The high rate of progression of prostate cancer after androgen deprivation therapy mandates that new strategies be developed. Adjuvant therapy combined with androgen deprivation may slow or prevent progression. Ketoconazole plus calcitriol therapy is an example of 1 such a combination with a mechanistic basis for synergistic activity. Ketoconazole is commonly used as a second-line androgen deprivation therapy. This imidazole derivative is an inhibitor of P-450 enzymes, including those involved in steroidogenesis. Other P-450 enzymes that are inhibited by ketoconazole include 1alpha-hydroxylase and 24-hydroxylase, which metabolize vitamin D. Growth inhibition of prostate cancer cells by vitamin D depends on levels of the active metabolite, 1,25-dihydroxyvitamin D(3) (calcitriol). The enzyme 24-hydroxylase converts calcitriol to less active products. The inhibition of 24-hydroxylase by ketoconazole maintains the magnitude and duration of response to calcitriol. Combined ketoconazole/calcitriol therapy might therefore potentiate the antitumor activity of calcitriol.
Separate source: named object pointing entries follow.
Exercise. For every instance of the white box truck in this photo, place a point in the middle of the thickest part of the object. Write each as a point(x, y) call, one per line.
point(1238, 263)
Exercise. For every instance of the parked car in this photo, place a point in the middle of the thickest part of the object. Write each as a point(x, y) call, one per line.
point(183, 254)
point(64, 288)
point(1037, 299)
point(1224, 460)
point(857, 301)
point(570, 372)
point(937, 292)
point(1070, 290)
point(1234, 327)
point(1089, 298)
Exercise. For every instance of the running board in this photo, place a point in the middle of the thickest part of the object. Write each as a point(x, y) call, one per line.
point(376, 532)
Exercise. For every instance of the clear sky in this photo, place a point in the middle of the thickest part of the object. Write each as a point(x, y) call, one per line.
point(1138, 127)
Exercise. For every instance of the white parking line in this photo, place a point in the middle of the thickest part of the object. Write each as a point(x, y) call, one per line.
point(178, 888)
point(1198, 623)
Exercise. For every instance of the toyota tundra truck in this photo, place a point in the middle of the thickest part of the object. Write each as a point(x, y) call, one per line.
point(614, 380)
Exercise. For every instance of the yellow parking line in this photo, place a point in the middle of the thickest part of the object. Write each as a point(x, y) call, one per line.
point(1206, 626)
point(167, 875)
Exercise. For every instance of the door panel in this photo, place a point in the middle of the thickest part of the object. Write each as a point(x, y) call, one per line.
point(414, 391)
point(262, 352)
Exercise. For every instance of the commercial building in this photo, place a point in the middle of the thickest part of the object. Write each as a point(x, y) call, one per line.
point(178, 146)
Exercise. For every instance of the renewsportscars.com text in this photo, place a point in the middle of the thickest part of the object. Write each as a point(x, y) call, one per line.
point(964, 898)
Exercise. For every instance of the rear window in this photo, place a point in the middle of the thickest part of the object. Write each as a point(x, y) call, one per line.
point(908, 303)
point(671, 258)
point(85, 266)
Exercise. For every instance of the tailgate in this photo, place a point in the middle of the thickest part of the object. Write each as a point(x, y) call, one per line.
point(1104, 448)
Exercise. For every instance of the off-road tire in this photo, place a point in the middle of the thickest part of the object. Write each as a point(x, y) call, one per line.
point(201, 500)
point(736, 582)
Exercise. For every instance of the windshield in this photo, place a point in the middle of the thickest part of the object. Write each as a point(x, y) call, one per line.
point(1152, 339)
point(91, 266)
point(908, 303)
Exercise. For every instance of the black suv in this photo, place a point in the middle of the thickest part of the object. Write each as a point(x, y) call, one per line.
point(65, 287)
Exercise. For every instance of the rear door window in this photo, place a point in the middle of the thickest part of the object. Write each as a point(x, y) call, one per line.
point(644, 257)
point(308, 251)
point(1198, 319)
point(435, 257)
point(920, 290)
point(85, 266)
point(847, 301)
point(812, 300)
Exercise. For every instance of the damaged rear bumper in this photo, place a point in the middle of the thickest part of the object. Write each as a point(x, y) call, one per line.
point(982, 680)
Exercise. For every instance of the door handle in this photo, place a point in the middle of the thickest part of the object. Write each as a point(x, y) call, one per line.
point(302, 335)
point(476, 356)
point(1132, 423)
Because androgen-independent prostate cancer cells often remain responsive to growth inhibition by calcitriol, it is also possible that calcitriol would slow or prevent development of androgen-independent cancer growth. Another consideration is that ketoconazole blocks 1alpha-hydroxylase activity, which is the key enzyme that creates calcitriol in the body. Therefore, patients receiving ketoconazole therapy are likely to be deficient in vitamin D. The detrimental consequences of vitamin D deficiency in these patients would also be alleviated by the addition of calcitriol to the therapeutic regimen.